So sory reading so late!
How I can contact you?
I'm on Linkedin.
Cornel Vintila
BPM Wave

Nafisa Habib

John - Excellent writing . I also admire your thoughts

RalfLippold

John - Excellent post (as always). (Big) Data paired with putting it into (reality) context, and pulling out the most value (for the whole) out of it may change the landscape of business and society much more than we are imagining right now.

Cheers, Ralf

Jay Cross

John, I love the thoughts but please restrain your use of boldface. When everything's highlighted, nothing stands out. Reminds me of the days WHEN PEOPLE SHOUTED ON THE WEB WITH ALL CAPS.

Luis Alberola

Great post ! And also great comment on brokers by John Maloney - my thoughts exactly as I work on the future of the insurance industry. The opportunity for Independent Insurers with technology is huge, and also wondering whether Google isn't trying to reinvent the old broker model, like they reinvented advertsing (another brokerage)

Kevin Carroll

Another great post John!

Monetizing the delivery of "advice" (e.g. the activities of real estate agents, financial professionals, recruiters, consultants, and the like--all "trusted advisors") has always been a very good business.

And to deliver "advice" better than competitors the "advice-giver" must be endowed with brokerage-skill.

So, each "trusted advisor" is a brokerage-skill capable node in a specific network and each is built on the same foundation, that each knows something about the principal decision-makers and something about what’s valuable to each. Thus, the change really is not "From affluent niches to mass market" but rather from affluent niches to mass market niches.

I view this excellent post with a title that is this: Disruption by Scaling Brokerage-Skill.

John Maloney

John -

Nice blog. It's been a soapbox theme for me for a couple years. However, I shorten 'trusted advisors' into a shorter, five-letter moniker: broker. It's a critical role.

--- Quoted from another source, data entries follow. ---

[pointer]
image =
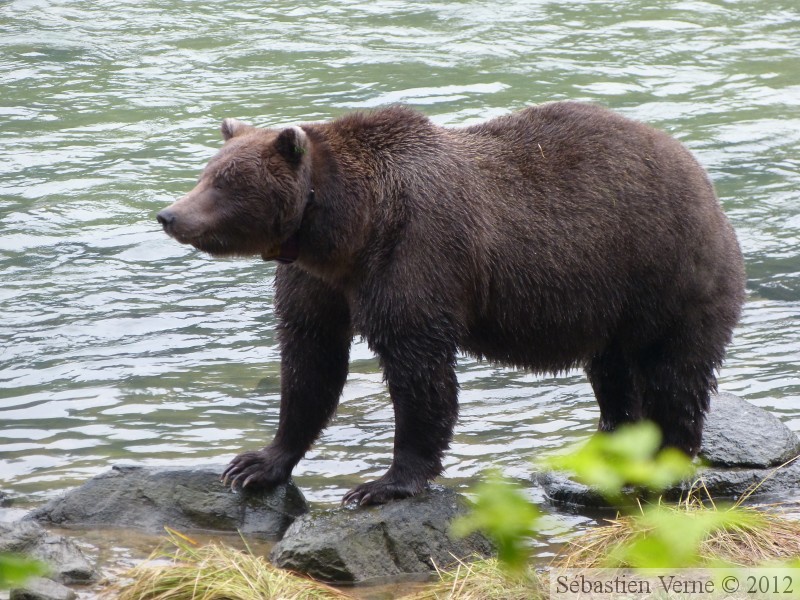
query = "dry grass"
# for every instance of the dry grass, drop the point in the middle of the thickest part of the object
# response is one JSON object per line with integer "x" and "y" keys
{"x": 755, "y": 535}
{"x": 484, "y": 579}
{"x": 188, "y": 571}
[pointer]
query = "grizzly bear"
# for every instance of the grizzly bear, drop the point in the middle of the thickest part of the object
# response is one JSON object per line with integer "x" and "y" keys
{"x": 560, "y": 236}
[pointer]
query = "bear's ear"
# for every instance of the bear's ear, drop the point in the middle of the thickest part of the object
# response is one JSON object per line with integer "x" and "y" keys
{"x": 233, "y": 127}
{"x": 292, "y": 144}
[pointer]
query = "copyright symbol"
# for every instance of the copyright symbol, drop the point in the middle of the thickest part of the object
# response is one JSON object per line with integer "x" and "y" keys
{"x": 730, "y": 584}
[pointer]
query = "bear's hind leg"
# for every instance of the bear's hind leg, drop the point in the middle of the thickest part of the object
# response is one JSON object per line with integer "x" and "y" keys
{"x": 616, "y": 388}
{"x": 678, "y": 376}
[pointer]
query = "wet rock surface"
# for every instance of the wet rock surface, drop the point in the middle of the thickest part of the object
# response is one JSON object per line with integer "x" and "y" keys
{"x": 739, "y": 434}
{"x": 183, "y": 498}
{"x": 742, "y": 446}
{"x": 403, "y": 537}
{"x": 66, "y": 561}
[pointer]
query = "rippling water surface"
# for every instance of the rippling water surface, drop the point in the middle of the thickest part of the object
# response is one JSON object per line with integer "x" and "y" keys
{"x": 117, "y": 344}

As people and civil society embrace the enormous advantages of complexity and and dynamic systems in everyday life, trusted advisors/brokers become essential attractors.

In a world quickly moving from constrained predictability to emergent, limitless abundance and possibility, attractors are key.

Brokers and trusted advisors are the critical instigators that reveal valuable pathways to optimal outcomes.